How to budget for non-monthly expenses
Whether you have a monthly or biweekly budget, you’ll likely have some bills that are paid on a non-monthly basis. For instance, bills that are paid quarterly or twice a year can include car insurance, property taxes and tuition.
It’s often a good idea to devote money every paycheck (or every month) to such expenses so the money is there when the bill is due. For this, consider a savings account that lets you set up savings categories or buckets. With such an account, you can devote money regularly to goals or expenses by naming categories such as “property taxes,” “car maintenance” or “vacation fund.”
Once a non-monthly bill comes due, simply transfer the money from your savings account to your checking so it can be paid.
Tip: Be sure to set up categories in your budget for regular, yet infrequent, expenses if you plan to transfer money for them to a savings account every month.
Advantages of a biweekly budget over a monthly budget
A biweekly budget often involves looking at your personal finances more often than you would with a monthly budget. This way, you may realize sooner if you’re overspending and make adjustments, accordingly.
“Biweekly budgeting is a much gentler approach [than monthly budgeting], and it makes sure you pay attention to your money more often,” Guy Birken says. “It’s like the difference between doing laundry once a month and doing it once a week.”
What’s the difference between biweekly and twice a month?
Being paid biweekly means receiving your paycheck every 14 days. Conversely, being paid twice per month typically involves receiving your paycheck on the 15th and 30th of each month.
The biweekly system will ultimately result in two months each year in which you receive a third paycheck, as you’ll be paid 26 times per year. Rather, the twice-per-month method involves 24 paychecks.

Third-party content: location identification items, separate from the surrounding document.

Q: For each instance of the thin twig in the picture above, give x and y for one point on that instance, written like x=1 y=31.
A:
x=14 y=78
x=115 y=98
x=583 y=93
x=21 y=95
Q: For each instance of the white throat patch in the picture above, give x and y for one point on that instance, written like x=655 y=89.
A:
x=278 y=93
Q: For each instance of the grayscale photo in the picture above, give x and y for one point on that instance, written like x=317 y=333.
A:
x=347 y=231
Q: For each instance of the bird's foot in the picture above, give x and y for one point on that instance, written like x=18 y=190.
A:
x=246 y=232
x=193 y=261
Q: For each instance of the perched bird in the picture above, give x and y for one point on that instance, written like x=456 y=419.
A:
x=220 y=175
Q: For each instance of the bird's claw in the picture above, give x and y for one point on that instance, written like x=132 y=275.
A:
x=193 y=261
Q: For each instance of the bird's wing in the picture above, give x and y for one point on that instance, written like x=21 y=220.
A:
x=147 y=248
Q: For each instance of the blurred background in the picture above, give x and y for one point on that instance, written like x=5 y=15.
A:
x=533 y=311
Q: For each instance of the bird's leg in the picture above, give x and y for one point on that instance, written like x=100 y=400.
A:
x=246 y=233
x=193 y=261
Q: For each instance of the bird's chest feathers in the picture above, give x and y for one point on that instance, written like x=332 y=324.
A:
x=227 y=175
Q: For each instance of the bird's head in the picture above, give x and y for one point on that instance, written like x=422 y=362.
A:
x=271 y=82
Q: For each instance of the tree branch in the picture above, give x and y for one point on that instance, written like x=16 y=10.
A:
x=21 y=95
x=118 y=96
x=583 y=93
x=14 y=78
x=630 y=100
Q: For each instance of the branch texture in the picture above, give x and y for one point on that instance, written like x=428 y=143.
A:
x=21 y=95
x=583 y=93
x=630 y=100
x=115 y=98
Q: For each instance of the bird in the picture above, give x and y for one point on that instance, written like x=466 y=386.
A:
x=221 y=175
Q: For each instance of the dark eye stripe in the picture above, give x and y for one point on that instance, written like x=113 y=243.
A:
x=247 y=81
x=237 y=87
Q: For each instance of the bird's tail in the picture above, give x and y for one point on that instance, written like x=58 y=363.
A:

Note: If two people earn the same annual salary but one is paid biweekly and the other twice per month, the one who is paid biweekly simply receives less per check because there are two more checks per year.
What to do when you get a third monthly paycheck
Being paid biweekly means you’ll receive direct deposit or a paycheck every 14 days. As such, there will be two months each year in which you’ll get a third paycheck. For instance, if you’re paid every other Friday and there’s a month in which you get a check on the first of the month, chances are you’ll receive a third paycheck before that month ends.
With your budget in place, decide the best use for any “extra” money during this pay period that doesn’t need to go to bills. Some options for this money include:
- Add it to your emergency fund
- Move it to an investment account
- Make an extra mortgage payment
- Save it for your next vacation
- Set it aside for upcoming holiday spending
Creating a biweekly budget may take some work on your part initially, yet it’ll provide you with an efficient system for paying your bills, saving money and living within your means. For additional ways to strengthen your money management, consider strategies such as the 50/30/20 rule or a zero-based budget.